Quand avez-vous découvert l’Overview Effect ?
Ma première véritable expérience avec l’Overview Effect date de 1996. Préoccupé par les dérèglements écologiques, j’étais en quête de solutions capables de faire émerger une conscience planétaire de façon à ce que nous respections le vaisseau sur lequel nous sommes tous embarqués. J’avais alors 23 ans et venais de lire Clairs de Terre, écrit par un collectif d’astronautes sous la direction de Kevin W. Kelley, devenu depuis notre conseiller. L’ouvrage renfermait de très belles photos de la Terre vue de l’espace, mais aussi des textes éblouissants écrits pas ces astronautes. Ceux-ci parlaient d’une manière très poétique de la beauté de la Terre, de conscience planétaire, de leur sentiment d’appartenir à un grand tout vivant, et de leur conviction d’une interconnexion entre tous les hommes et le vivant. Et c’est à ce moment-là que j’ai découvert ce concept d’Overview Effect. J’ai compris alors que c’est en naviguant dans l’espace qu’ils ont perçu des choses que nous avions du mal à appréhender, ici-bas, sur Terre. La question était alors de savoir comment faire vivre cette expérience à un maximum de gens, sans pour autant les envoyer dans l’espace.

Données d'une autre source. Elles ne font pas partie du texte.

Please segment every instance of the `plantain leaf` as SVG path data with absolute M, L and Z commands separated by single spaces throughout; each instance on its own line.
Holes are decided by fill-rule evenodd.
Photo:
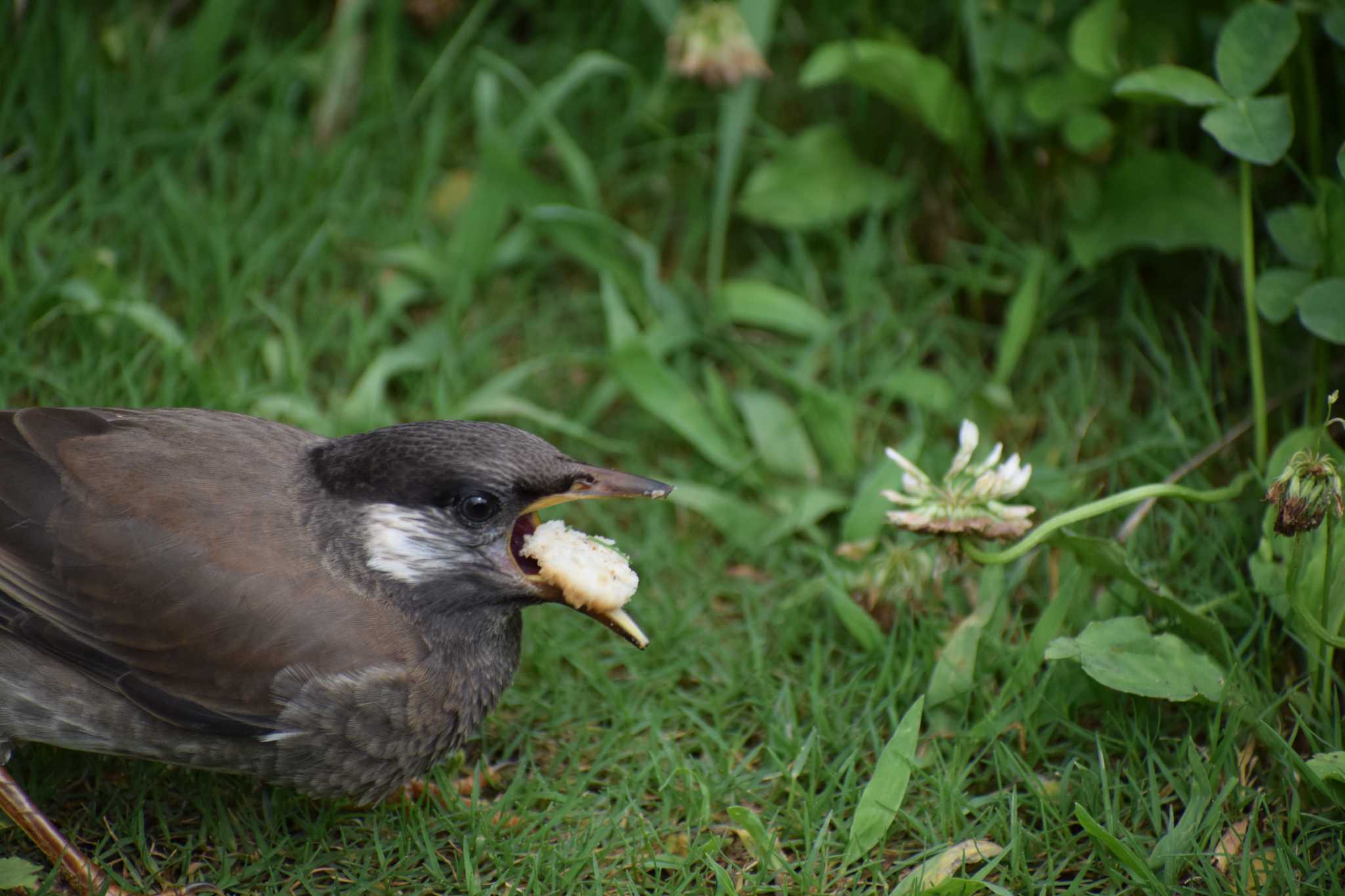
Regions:
M 924 695 L 901 716 L 888 746 L 878 754 L 873 778 L 865 785 L 863 793 L 859 794 L 859 805 L 854 810 L 843 865 L 850 865 L 873 849 L 888 833 L 892 819 L 897 817 L 897 809 L 901 807 L 907 786 L 911 783 L 911 770 L 915 767 L 923 712 Z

Ces astronautes auraient été profondément transformés intérieurement du fait de cette expérience ?
Tout à fait. Ces hommes très rationnels avaient pourtant peu de chance de se laisser submerger par leurs émotions. Ils n’avaient pas particulièrement de conscience écologique ni de préoccupations d’ordre spirituel. Or, cet événement les a réellement touchés au cœur et profondément transformés. Si ces personnes l’ont été, cela prouve que l’on peut également parvenir à émouvoir et transformer une grande partie de la population.
En outre, l’Overview Effect aurait généré, chez eux, un sens des responsabilités très aiguisé à l’égard de notre planète…
L’Overview Effect se manifeste de plusieurs manières. Il génère, chez ceux qui l’ont vécu, des formulations extrêmement poétiques qui reflètent une perception très subtile de la Terre, perçue comme un être vivant. Comme un vaisseau fragile et unique dans le cosmos, sur lequel nous sommes tous embarqués. Un vaisseau fragile dont les 7,7 milliards de Terriens sont les intendants. La notion clé d’interconnexion, chère aux bouddhistes, générée par l’Overview Effect est sans doute la plus complexe à appréhender. Nous, les humains, dépendons tous les uns des autres. Nous respirons les mêmes gaz, buvons la même eau, dépendons des mêmes ressources… Si nous nous comportons mal à l’égard d’autrui, nous sommes les premiers à être affectés en vertu de la règle d’or que l’on retrouve dans toutes les traditions spirituelles : « Ne fais pas aux autres et à la Terre ce que tu ne voudrais pas que l’on te fasse à toi-même ».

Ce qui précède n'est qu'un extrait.